When studying mechanical motion in physics, after getting acquainted with the uniform and uniformly accelerated movement of objects, they proceed to consider the motion of a body at an angle to the horizon. In this article, we will study this issue in more detail.
What is the motion of a body at an angle to the horizon?
This type of object movement occurs when a person throws a rock into the air, a cannon fires a cannon ball, or a goalkeeper kicks a soccer ball out of the goal. All such cases are considered by the science of ballistics.
The noted type of movement of objects in the air occurs along a parabolic trajectory. In the general case, carrying out the corresponding calculations is not an easy task, since it is necessary to take into account air resistance, the rotation of the body during flight, the rotation of the Earth around its axis, and some other factors.
In this article, we will not take into account all these factors, but consider the issue from a purely theoretical point of view. However, the resulting formulas are quite gooddescribe the trajectories of bodies moving over short distances.
Obtaining formulas for the considered type of movement
Let's derive the formulas for the movement of the body to the horizon at an angle. In this case, we will take into account only one single force acting on a flying object - gravity. Since it acts vertically downwards (parallel to the y-axis and against it), then, considering the horizontal and vertical components of the movement, we can say that the first will have the character of a uniform rectilinear movement. And the second - equally slow (evenly accelerated) rectilinear movement with acceleration g. That is, the velocity components through the value v0 (initial speed) and θ (the angle of the body movement direction) will be written as follows:
vx=v0cos(θ)
vy=v0sin(θ)-gt
The first formula (for vx) is always valid. As for the second one, one nuance should be noted here: the minus sign before the product gt is put only if the vertical component v0sin(θ) is directed upwards. In most cases, this happens, however, if you throw a body from a height, pointing it down, then in the expression for vy you should put a "+" sign before gt.
Integrating the formulas for the velocity components over time, and taking into account the initial height h of the body flight, we obtain the equations for the coordinates:
x=v0cos(θ)t
y=h+v0sin(θ)t-gt2/2
Calculate flight range
When considering in physics the movement of a body to the horizon at an angle useful for practical use, it turns out to calculate the flight range. Let's define it.
Since this movement is a uniform movement without acceleration, it is enough to substitute the flight time into it and get the desired result. Flight range is determined solely by movement along the x-axis (parallel to the horizon).
The time the body is in the air can be calculated by equating the y coordinate to zero. We have:
0=h+v0sin(θ)t-gt2/2
This quadratic equation is solved through the discriminant, we get:
D=b2- 4ac=v02sin 2(θ) - 4(-g/2)h=v02 sin2(θ) + 2gh, t=(-b±√D)/(2a)=(-v0sin(θ)±√(v0 2sin2(θ) + 2gh))/(-2g/2)=
=(v0sin(θ)+√(v02 sin2(θ) + 2gh))/g.
In the last expression, one root with a minus sign is discarded, due to its insignificant physical value. Substituting the flight time t into the expression for x, we get the flight range l:
l=x=v0cos(θ)(v0sin(θ)+√(v 02sin2(θ) + 2gh))/g.

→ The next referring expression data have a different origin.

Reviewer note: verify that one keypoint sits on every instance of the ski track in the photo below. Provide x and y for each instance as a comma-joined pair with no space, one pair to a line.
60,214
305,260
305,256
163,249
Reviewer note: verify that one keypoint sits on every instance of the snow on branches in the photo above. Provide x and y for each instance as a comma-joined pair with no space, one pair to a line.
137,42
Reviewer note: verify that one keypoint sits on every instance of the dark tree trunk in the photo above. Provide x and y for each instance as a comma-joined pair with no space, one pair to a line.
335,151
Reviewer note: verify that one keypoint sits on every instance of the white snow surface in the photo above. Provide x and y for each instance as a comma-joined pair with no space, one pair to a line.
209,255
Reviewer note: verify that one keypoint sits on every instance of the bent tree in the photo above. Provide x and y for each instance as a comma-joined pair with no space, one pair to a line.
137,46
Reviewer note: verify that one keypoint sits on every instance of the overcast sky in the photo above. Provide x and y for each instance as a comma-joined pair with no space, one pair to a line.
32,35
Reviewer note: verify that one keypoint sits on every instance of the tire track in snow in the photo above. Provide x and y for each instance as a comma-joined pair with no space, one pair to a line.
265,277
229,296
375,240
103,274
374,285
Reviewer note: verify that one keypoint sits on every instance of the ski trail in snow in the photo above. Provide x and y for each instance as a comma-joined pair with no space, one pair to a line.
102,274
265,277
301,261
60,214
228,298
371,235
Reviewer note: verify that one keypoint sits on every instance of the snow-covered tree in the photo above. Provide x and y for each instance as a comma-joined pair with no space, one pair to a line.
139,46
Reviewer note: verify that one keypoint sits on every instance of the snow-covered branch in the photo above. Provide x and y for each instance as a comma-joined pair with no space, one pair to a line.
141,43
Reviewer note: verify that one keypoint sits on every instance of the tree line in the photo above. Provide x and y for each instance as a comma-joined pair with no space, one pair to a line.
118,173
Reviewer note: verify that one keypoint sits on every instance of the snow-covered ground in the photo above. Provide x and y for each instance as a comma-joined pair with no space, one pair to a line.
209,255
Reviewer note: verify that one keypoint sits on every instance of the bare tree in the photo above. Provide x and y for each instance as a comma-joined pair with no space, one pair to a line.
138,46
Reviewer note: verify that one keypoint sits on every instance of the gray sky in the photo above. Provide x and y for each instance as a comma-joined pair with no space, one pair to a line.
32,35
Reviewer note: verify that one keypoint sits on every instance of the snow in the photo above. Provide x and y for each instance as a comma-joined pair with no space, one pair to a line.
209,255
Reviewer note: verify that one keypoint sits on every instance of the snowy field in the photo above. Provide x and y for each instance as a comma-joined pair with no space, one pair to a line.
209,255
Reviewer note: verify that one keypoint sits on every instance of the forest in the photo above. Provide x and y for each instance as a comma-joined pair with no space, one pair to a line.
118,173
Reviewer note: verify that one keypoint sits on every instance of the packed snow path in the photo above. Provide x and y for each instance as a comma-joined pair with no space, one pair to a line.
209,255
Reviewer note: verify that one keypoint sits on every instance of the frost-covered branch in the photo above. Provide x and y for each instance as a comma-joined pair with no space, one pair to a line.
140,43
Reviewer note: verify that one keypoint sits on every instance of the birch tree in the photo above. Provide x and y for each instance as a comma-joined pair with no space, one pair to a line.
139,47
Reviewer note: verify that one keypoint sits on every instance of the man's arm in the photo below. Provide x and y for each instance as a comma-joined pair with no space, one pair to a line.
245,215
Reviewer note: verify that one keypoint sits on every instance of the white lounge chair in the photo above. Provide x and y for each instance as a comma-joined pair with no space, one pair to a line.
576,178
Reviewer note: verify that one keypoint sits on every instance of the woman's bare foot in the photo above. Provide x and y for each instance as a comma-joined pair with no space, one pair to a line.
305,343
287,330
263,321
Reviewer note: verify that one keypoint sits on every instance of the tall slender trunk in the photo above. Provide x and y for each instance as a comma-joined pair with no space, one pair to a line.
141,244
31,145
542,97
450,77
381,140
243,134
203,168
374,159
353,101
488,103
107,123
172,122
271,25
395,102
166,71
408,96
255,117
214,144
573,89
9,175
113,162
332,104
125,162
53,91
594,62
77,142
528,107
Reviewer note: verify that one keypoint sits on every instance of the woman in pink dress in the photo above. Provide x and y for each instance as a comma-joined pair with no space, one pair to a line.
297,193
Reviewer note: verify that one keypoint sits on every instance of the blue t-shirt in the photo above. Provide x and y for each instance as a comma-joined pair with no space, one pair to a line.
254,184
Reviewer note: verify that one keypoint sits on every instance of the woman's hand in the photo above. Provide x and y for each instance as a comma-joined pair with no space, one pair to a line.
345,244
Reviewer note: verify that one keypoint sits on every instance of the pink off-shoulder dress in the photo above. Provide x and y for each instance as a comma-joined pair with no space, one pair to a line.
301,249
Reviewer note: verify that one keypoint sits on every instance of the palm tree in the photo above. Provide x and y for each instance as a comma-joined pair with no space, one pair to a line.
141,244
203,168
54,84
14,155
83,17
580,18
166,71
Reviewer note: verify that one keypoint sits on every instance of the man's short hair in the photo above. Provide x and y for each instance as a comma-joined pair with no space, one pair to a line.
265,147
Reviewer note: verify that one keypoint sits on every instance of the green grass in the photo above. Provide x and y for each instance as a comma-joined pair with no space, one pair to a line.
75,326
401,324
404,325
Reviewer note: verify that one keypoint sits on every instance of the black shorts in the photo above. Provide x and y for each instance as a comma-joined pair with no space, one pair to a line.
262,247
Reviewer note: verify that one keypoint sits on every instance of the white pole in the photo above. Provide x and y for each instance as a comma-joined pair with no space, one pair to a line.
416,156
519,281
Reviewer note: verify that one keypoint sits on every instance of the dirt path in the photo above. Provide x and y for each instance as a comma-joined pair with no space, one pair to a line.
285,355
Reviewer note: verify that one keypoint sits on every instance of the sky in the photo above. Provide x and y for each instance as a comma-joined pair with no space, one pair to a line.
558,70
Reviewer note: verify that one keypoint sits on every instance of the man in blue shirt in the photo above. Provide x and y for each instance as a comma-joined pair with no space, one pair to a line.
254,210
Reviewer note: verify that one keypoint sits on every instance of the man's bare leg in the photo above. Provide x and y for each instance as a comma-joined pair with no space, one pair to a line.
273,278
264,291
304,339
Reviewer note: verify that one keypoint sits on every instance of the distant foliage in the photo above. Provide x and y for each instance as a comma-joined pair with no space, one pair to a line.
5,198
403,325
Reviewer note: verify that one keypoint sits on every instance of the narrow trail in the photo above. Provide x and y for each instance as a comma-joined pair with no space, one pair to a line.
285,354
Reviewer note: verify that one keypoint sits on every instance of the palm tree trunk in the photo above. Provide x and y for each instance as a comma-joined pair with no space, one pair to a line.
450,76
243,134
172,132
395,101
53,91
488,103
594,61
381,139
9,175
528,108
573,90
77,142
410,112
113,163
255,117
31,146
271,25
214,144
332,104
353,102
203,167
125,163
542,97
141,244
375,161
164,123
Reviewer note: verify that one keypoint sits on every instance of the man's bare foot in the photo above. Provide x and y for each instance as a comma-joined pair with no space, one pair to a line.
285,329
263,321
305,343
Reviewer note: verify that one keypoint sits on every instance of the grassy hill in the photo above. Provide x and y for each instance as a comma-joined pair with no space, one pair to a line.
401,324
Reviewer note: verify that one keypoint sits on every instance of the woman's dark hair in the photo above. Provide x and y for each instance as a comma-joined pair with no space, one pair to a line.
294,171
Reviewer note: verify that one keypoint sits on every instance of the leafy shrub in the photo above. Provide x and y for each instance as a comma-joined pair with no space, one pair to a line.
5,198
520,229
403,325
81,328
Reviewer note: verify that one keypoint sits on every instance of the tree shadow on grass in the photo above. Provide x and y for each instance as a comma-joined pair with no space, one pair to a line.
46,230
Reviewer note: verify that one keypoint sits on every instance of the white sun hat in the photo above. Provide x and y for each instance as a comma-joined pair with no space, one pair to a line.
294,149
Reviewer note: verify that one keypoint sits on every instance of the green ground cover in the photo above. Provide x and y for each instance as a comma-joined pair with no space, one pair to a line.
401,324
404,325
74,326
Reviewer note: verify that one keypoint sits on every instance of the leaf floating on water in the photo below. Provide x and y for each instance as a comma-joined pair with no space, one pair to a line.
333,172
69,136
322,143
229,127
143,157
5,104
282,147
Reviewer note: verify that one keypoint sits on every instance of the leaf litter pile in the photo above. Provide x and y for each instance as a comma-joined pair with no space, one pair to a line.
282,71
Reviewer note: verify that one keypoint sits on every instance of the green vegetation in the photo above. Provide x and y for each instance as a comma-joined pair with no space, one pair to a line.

The easiest way to analyze this expression is if the initial heightis equal to zero (h=0), then we get a simple formula:
l=v 02sin(2θ)/g
This expression indicates that the maximum flight range can be obtained if the body is thrown at an angle of 45o(sin(245o)=m1).
Max body height
Besides the flight range, it is also useful to find the height above the ground that the body can rise to. Since this type of movement is described by a parabola, the branches of which are directed downwards, the maximum lifting height is its extremum. The latter is calculated by solving the equation for the derivative with respect to t for y:
dy/dt=d(h+v0sin(θ)t-gt2/2)/dt=v0sin(θ)-gt=0=>
=>t=v0sin(θ)/g.
Substitute this time into the equation for y, we get:
y=h+v0sin(θ)v0sin(θ)/g-g(v 0sin(θ)/g)2/2=h + v0 2sin2(θ)/(2g).
This expression indicates that the body will rise to the maximum height if it is thrown vertically upwards (sin2(90o)=1).